I'm not saying that reckless design is a good thing, but as an engineer who occasionally gets so fed up with paperwork and process and review, I am in awe that they did what they did. I sometimes think that our modern engineering world is so frightened of making mistakes that we make the even worse error of failing to even try.

I love the world we live in today. I love that, at least for me and most around me, it is a comfortable and secure and content place. Nevertheless, I look back at the accomplishments of the early half (ok, 2/3rds if you include the Apollo program) of the 20th century and I look around at the world of today, and I just don't see the same frequency or magnitude of accomplishment, on such a grand scale.

With all the posturing in the hallowed halls of Washington and the budget uncertainties and the shaky economy and the media fear-mongering, I yearn for days when we can try and not fear. I don't think days like that will come anytime soon.

(See here for a similar rant on the absence of audacious goals in today's world.)
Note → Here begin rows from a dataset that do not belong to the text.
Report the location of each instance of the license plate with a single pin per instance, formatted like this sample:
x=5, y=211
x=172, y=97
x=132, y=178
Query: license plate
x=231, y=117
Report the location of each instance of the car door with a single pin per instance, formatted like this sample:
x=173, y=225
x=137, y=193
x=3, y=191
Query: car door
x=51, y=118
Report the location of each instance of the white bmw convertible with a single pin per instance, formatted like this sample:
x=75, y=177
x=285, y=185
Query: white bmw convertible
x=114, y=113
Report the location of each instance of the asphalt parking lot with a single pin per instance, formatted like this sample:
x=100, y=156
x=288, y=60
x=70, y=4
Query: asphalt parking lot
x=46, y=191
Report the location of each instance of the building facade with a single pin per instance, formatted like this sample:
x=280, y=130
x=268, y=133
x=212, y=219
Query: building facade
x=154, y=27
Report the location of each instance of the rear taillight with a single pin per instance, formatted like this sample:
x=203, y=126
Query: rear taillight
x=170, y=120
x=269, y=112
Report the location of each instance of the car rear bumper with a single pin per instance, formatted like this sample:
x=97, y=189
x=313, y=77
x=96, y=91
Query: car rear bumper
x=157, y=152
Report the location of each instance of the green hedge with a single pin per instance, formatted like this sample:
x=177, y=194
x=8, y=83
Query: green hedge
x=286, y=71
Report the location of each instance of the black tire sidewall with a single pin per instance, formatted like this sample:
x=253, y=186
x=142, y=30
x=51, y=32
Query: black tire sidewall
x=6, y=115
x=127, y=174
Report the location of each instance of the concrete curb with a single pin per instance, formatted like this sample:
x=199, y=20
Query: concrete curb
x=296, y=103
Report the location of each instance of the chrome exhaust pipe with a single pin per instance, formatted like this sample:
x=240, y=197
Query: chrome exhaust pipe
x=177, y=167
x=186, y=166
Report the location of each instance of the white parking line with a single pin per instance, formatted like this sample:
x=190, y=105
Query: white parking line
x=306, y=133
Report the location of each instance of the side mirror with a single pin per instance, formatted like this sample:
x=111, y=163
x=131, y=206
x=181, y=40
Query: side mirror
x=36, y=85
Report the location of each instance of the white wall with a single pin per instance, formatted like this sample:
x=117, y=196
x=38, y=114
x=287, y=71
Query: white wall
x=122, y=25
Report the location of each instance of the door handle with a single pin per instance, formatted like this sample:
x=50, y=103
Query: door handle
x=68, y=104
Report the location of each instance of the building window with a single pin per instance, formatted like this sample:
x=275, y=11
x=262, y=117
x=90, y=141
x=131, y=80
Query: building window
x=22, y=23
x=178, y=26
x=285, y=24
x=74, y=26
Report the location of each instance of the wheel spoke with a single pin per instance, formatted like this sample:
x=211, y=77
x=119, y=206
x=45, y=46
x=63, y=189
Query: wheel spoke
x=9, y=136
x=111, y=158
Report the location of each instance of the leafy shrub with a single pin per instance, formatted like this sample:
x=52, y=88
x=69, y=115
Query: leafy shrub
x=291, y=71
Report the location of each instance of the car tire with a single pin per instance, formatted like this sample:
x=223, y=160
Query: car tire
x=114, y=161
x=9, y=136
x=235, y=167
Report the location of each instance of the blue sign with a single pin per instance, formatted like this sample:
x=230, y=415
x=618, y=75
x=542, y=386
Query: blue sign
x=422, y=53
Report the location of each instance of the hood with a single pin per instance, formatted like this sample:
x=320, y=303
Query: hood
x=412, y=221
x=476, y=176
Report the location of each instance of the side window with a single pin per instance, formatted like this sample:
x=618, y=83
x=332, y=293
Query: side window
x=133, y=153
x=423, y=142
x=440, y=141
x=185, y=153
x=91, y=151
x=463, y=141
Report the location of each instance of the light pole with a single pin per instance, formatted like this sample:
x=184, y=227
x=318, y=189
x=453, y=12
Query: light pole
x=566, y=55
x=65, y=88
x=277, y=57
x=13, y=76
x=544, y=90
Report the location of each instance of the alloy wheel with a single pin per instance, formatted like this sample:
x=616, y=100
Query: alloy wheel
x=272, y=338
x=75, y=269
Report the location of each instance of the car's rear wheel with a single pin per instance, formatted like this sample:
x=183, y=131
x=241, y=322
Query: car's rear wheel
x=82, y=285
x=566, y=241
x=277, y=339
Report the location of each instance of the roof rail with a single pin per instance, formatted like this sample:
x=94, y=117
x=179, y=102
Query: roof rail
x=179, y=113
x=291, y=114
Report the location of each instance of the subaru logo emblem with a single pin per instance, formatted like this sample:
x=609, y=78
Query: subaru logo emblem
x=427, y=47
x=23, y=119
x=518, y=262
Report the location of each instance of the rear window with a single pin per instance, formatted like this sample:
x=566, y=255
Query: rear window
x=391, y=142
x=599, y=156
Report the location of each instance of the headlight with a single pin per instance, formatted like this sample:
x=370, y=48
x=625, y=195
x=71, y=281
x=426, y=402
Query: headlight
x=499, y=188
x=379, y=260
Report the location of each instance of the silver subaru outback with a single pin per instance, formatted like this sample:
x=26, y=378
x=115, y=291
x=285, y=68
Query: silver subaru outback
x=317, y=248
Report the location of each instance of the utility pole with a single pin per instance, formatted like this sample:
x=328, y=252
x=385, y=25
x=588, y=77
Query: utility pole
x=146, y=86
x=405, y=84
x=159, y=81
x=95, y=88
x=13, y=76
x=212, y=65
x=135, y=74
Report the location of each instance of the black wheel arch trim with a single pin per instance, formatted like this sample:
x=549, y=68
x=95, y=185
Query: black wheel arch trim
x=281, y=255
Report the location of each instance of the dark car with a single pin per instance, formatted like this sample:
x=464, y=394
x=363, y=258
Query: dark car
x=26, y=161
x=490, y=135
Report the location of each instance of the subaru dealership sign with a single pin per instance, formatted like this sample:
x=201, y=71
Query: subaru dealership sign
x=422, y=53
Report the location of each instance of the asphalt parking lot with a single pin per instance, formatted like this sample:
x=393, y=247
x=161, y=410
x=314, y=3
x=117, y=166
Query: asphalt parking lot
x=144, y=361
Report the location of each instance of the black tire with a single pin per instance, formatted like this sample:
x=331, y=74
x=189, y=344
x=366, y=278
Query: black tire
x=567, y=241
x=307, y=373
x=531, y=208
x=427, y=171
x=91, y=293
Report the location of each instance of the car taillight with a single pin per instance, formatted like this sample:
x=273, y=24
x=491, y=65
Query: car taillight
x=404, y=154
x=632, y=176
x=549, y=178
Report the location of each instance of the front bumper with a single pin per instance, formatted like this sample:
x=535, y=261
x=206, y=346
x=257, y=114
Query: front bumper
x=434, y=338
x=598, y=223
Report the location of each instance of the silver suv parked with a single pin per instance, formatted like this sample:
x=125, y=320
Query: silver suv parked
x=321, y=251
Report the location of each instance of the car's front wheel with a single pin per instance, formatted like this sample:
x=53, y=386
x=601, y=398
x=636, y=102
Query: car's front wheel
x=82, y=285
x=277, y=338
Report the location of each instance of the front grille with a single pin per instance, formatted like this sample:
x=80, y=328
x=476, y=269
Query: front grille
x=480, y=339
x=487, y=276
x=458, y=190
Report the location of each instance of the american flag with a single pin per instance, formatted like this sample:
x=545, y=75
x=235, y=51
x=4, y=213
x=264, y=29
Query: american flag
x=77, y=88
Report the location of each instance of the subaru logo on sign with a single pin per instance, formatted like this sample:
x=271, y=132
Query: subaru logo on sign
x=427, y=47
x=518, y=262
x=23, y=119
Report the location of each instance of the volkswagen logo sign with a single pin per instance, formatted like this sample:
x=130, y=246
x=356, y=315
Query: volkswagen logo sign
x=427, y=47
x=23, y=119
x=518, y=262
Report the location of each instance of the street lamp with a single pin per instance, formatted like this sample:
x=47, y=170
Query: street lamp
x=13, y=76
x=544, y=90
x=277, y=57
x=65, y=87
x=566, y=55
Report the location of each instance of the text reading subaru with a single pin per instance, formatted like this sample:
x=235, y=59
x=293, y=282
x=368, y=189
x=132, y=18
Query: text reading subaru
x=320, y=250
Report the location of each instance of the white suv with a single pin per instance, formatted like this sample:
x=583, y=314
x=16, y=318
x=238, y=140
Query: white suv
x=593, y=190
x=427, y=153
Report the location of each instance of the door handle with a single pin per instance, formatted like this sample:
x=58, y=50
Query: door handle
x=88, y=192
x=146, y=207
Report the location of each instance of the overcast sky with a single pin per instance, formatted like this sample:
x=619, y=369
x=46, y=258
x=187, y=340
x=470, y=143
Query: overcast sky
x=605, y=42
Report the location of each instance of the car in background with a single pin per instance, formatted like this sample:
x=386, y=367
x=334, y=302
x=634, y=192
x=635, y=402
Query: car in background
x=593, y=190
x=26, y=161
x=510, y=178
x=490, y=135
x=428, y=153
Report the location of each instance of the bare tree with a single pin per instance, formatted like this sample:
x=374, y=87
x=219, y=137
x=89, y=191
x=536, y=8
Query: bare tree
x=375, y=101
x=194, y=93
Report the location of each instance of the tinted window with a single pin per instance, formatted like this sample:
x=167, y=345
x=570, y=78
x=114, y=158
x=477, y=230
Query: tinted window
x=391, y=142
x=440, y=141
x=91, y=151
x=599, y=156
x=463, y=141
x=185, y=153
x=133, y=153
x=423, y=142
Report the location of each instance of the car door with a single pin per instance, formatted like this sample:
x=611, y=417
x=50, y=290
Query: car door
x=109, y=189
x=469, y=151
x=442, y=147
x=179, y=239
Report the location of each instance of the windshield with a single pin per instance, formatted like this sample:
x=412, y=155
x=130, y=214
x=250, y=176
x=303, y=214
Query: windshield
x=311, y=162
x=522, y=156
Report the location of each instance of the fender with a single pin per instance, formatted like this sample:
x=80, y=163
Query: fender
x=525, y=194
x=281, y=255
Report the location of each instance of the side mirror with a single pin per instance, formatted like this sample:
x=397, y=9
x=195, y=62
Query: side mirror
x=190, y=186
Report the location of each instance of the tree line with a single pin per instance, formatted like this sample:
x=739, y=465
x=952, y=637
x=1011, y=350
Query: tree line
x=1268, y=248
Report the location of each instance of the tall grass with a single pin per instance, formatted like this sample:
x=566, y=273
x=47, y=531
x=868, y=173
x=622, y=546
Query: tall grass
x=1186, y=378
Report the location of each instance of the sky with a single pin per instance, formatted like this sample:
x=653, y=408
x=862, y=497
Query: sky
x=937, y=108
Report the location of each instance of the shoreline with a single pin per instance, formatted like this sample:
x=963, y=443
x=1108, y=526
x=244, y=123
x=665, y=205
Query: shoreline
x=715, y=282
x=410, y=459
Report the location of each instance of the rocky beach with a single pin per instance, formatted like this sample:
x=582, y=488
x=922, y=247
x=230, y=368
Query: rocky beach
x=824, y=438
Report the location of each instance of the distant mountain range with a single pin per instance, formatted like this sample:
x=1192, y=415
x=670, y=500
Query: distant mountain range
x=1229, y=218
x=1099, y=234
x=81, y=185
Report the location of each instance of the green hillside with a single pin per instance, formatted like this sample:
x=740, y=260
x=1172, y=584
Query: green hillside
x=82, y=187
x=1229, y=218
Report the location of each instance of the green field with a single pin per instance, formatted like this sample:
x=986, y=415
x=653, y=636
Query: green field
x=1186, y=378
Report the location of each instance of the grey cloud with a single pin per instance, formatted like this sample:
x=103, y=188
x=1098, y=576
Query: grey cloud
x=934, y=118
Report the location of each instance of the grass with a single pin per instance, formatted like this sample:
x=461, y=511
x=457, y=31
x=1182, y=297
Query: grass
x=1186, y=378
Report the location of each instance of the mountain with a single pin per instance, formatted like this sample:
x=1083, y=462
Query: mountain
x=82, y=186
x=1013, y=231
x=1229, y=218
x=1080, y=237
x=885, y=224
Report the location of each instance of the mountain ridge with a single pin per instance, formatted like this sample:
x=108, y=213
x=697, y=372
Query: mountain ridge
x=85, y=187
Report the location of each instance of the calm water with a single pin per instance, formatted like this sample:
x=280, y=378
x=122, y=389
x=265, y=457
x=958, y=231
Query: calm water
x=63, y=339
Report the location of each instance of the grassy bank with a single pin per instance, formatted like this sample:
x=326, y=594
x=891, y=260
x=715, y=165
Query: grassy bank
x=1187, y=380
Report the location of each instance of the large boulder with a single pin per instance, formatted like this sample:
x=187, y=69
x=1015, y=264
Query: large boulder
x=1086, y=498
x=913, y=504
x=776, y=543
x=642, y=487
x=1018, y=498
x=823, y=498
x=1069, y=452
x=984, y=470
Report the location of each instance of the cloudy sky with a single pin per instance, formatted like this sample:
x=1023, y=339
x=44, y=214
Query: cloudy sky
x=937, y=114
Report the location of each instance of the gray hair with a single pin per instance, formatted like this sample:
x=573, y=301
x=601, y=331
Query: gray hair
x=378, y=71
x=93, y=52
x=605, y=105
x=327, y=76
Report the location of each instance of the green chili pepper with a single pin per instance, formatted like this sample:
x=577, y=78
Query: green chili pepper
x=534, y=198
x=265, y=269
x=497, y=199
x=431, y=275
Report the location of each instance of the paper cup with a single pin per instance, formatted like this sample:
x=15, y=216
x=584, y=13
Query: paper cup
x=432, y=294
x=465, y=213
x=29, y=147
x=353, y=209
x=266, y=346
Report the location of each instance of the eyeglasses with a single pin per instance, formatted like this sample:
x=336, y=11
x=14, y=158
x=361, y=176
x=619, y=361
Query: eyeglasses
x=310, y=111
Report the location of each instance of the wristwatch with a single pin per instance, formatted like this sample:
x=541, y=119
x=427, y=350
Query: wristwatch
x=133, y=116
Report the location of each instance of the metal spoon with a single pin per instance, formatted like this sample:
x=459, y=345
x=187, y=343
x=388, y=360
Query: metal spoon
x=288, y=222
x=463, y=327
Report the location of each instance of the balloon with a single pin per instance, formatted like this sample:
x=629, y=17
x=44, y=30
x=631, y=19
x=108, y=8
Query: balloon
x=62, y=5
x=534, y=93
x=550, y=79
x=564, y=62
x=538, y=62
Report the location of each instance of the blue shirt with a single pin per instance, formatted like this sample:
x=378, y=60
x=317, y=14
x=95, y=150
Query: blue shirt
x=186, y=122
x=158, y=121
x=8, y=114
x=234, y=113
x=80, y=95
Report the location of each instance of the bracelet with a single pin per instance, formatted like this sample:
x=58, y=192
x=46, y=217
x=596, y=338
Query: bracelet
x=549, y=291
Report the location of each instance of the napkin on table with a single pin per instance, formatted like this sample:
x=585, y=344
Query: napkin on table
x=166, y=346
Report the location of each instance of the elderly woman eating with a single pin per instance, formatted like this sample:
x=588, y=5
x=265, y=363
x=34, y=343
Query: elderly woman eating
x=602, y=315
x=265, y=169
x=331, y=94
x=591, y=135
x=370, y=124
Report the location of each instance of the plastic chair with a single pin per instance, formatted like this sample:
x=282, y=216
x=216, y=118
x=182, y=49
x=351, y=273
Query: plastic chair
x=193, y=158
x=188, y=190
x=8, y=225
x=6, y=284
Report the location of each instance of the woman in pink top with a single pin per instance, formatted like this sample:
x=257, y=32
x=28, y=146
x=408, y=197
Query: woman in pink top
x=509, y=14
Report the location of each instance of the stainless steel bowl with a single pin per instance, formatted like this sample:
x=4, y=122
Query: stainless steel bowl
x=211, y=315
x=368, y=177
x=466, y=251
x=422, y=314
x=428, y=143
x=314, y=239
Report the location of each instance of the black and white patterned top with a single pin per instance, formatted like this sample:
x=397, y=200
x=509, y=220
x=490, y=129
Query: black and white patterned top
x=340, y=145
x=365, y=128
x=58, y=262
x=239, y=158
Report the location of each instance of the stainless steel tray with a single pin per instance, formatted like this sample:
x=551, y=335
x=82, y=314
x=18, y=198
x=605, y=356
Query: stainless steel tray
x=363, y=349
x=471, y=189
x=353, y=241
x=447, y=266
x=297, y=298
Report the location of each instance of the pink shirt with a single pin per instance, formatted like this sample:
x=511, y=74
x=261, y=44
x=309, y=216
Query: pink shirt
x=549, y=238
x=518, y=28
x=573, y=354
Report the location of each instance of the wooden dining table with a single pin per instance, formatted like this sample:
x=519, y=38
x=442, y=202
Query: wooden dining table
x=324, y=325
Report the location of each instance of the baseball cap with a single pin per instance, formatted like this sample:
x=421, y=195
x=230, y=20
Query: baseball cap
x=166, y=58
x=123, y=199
Full disclosure: I manage a small team of engineers developing software to help coordinate activities at Mars between various spacecraft operating there. This is pretty cool. However, the least favorite part of my job is that every year I have to spend gobs of time begging for money from the higher-ups to pay for this work, when to me it is obvious that it is important and necessary. I love my job, but hate that aspect of it, particularly since I don't need very much money to do what needs to be done. This post is very likely a reaction to that frustration and a desire to be free to do what I want and not have to account to anybody. This doesn't make me a bad person ... it just makes me like everybody else in the world with an ounce of ambition.

Tuesday, April 5, 2011

Sometimes I Really Love My Job

I was sitting in a meeting just now watching as representatives from four different spacecraft operating at Mars were coordinating how they were to work together to transmit data between them. The meeting had broken up, and everybody stood to leave, but lingered to discuss other details of what had to be done to make the next planning cycle go smoothly. I also stood to leave, but paused at the door to marvel at the spectacle. Since my job is focused specifically on trying to get these various projects to work together, the sight brought warm fuzzies to me.

Smart people + working together = great things accomplished.

Sometimes I really love my job.

Monday, April 4, 2011

Gifts My Youngest Son Got for His Birthday

My youngest son had his birthday yesterday, and we had a wonderful time visiting with the in-laws and watching General Conference. All the while, he quietly (really! well ... mostly) played with some of his new toys that he got for his birthday. Here's the run-down on what he received:
  • Some money from his paternal grandparents, which he promptly stated he wants to spend on a model with wheels he can paint.
  • Stinky The Garbage Truck, which his maternal grandparents miraculously found for a steal at $15.
  • Tickets to a monster truck rally in a month.
  • A TRIO blocks wrecking ball crane, which my wife and I miraculously found at Ross for $15, which includes a dump truck.
  • A chocolate cake with a monster truck on it.
Does anybody detect a theme to all these gifts? Yes, my youngest son is indeed a boy and loves trucks and planes and trains and pretty much anything that moves. The other day, he put a push-broom on the front of his tricycle in the back yard and proudly proclaimed, "Look, Dad! I made a machine!" That's my boy!

His sister gave him some candy and his older brother "gave" him the upper bunk, which he was so happy to sleep in last night. We also let him stay in his pajamas all day long, which, for some reason, is a treat to the kids.

He feels like such a big kid now, and it is very strange to us to know that he is now 6 years old! He's still our "little guy", but he is getting bigger all the time. You can see his missing teeth here, which is so indicative of the age:

We love him so much, and are grateful that he is such a good-natured and happy boy. He really does bring great happiness to our family, and I feel greatly blessed to be his father. Love you, kiddo!